2003-09-29 09:07:25

by Muli Ben-Yehuda

[permalink] [raw]
Subject: [PATCH] document optimizing macro for translating PROT_ to VM_ bits

In continuation to the thread at
http://marc.theaimsgroup.com/?l=linux-kernel&m=3D106270456516176&w=2 wrt
translating PROT_(censored) bits to VM_(censored) bits, here's a small
comment only patch to document the optimizing macro Jamie's patch
used. Against 2.6.0-t6, but should apply to anything
recent. Compiles.

Cheers,
Muli

--- linux-2.5/include/linux/mman.h Sun Sep 7 10:05:18 2003
+++ optimizing-macro-2.6.0-t6/include/linux/mman.h Mon Sep 29 11:53:12 2003
@@ -28,7 +28,10 @@
vm_acct_memory(-pages);
}

-/* Optimisation macro. */
+/* Optimisation macro, used to be defined as: */
+/* ((bit1 == bit2) ? (x & bit1) : (x & bit1) ? bit2 : 0) */
+/* but this version is faster */
+/* "check if bit1 is on in 'x'. If it is, return bit2" */
#define _calc_vm_trans(x,bit1,bit2) \
((bit1) <= (bit2) ? ((x) & (bit1)) * ((bit2) / (bit1)) \
: ((x) & (bit1)) / ((bit1) / (bit2)))

--
Muli Ben-Yehuda
http://www.mulix.org


Attachments:
(No filename) (933.00 B)
signature.asc (189.00 B)
Digital signature
Download all attachments

2003-09-29 15:34:51

by Jamie Lokier

[permalink] [raw]
Subject: Re: [PATCH] document optimizing macro for translating PROT_ to VM_ bits

Muli Ben-Yehuda wrote:
> -/* Optimisation macro. */
> +/* Optimisation macro, used to be defined as: */
> +/* ((bit1 == bit2) ? (x & bit1) : (x & bit1) ? bit2 : 0) */
> +/* but this version is faster */
> +/* "check if bit1 is on in 'x'. If it is, return bit2" */
> #define _calc_vm_trans(x,bit1,bit2) \
> ((bit1) <= (bit2) ? ((x) & (bit1)) * ((bit2) / (bit1)) \
> : ((x) & (bit1)) / ((bit1) / (bit2)))

I agree with the intent of that comment, but the code in it is
unnecessarily complex.

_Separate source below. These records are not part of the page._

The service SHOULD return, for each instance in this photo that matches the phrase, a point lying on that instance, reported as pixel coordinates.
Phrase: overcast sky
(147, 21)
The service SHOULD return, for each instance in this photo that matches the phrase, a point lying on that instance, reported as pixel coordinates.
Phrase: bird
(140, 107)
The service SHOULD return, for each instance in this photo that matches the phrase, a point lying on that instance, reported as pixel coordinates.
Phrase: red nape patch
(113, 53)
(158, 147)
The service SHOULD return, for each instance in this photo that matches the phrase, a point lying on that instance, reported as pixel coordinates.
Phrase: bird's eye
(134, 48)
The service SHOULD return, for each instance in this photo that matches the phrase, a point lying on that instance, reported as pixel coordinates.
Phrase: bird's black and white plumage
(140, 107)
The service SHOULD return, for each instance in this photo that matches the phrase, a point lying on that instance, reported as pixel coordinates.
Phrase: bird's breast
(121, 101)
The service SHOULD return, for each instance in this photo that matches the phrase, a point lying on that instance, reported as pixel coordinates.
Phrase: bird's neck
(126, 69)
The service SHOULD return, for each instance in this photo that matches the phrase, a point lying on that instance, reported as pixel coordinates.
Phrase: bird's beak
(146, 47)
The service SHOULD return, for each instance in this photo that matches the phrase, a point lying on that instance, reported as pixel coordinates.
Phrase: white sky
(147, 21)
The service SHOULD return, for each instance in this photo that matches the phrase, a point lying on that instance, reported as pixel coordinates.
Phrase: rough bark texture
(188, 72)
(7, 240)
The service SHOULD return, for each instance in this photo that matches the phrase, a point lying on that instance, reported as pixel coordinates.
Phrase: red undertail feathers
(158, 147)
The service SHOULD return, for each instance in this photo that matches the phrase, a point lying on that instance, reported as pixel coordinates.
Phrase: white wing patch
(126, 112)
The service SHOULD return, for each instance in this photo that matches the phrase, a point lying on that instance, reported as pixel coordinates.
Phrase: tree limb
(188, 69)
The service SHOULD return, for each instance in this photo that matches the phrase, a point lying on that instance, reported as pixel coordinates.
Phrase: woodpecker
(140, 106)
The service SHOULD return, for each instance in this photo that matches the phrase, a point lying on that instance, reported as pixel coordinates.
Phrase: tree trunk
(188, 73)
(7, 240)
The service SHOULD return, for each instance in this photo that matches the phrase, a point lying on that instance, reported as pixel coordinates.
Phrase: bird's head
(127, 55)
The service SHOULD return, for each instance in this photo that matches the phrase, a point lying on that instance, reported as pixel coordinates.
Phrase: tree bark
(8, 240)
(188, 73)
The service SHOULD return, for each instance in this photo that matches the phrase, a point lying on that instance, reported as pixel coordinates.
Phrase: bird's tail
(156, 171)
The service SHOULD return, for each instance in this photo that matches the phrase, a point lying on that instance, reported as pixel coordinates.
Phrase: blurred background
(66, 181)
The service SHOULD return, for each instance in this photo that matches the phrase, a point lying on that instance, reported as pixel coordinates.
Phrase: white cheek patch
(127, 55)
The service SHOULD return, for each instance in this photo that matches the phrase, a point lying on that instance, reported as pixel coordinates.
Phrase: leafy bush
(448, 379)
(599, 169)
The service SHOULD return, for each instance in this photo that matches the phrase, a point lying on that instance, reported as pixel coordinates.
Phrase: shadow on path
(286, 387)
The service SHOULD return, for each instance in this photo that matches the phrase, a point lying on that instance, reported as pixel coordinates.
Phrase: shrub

See if you like this, and if you do feel free
to submit it as a patch:

/* Optimisation macro. It is equivalent to:
(x & bit1) ? bit2 : 0
but this version is faster. ("bit1" and "bit2" must be single bits). */

cheers,
-- Jamie

2003-09-29 15:52:54

by Valdis Klētnieks

[permalink] [raw]
Subject: Re: [PATCH] document optimizing macro for translating PROT_ to VM_ bits

On Mon, 29 Sep 2003 16:34:37 BST, Jamie Lokier said:
> Muli Ben-Yehuda wrote:
> > -/* Optimisation macro. */
> > +/* Optimisation macro, used to be defined as: */
> > +/* ((bit1 == bit2) ? (x & bit1) : (x & bit1) ? bit2 : 0) */
> > +/* but this version is faster */
> > +/* "check if bit1 is on in 'x'. If it is, return bit2" */
> > #define _calc_vm_trans(x,bit1,bit2) \
> > ((bit1) <= (bit2) ? ((x) & (bit1)) * ((bit2) / (bit1)) \
> > : ((x) & (bit1)) / ((bit1) / (bit2)))
>
> I agree with the intent of that comment, but the code in it is
> unnecessarily complex. See if you like this, and if you do feel free
> to submit it as a patch:
>
> /* Optimisation macro. It is equivalent to:
> (x & bit1) ? bit2 : 0
> but this version is faster. ("bit1" and "bit2" must be single bits). */

Is this supposed to return the bitmask bit2, or (x & bit2)? If the former,
then your code is right. If the latter, (x & bit1) ? (x & bit2) : 0

I'm totally failing to see why the original did the bit1 == bit2 compare,
so maybe mhyself and Jamie are both missing some subtlety?


Attachments:
(No filename) (226.00 B)

2003-09-29 17:14:27

by Jamie Lokier

[permalink] [raw]
Subject: Re: [PATCH] document optimizing macro for translating PROT_ to VM_ bits

[email protected] wrote:
> Is this supposed to return the bitmask bit2, or (x & bit2)? If the former,
> then your code is right. If the latter, (x & bit1) ? (x & bit2) : 0

The former.

> I'm totally failing to see why the original did the bit1 == bit2 compare,
> so maybe mhyself and Jamie are both missing some subtlety?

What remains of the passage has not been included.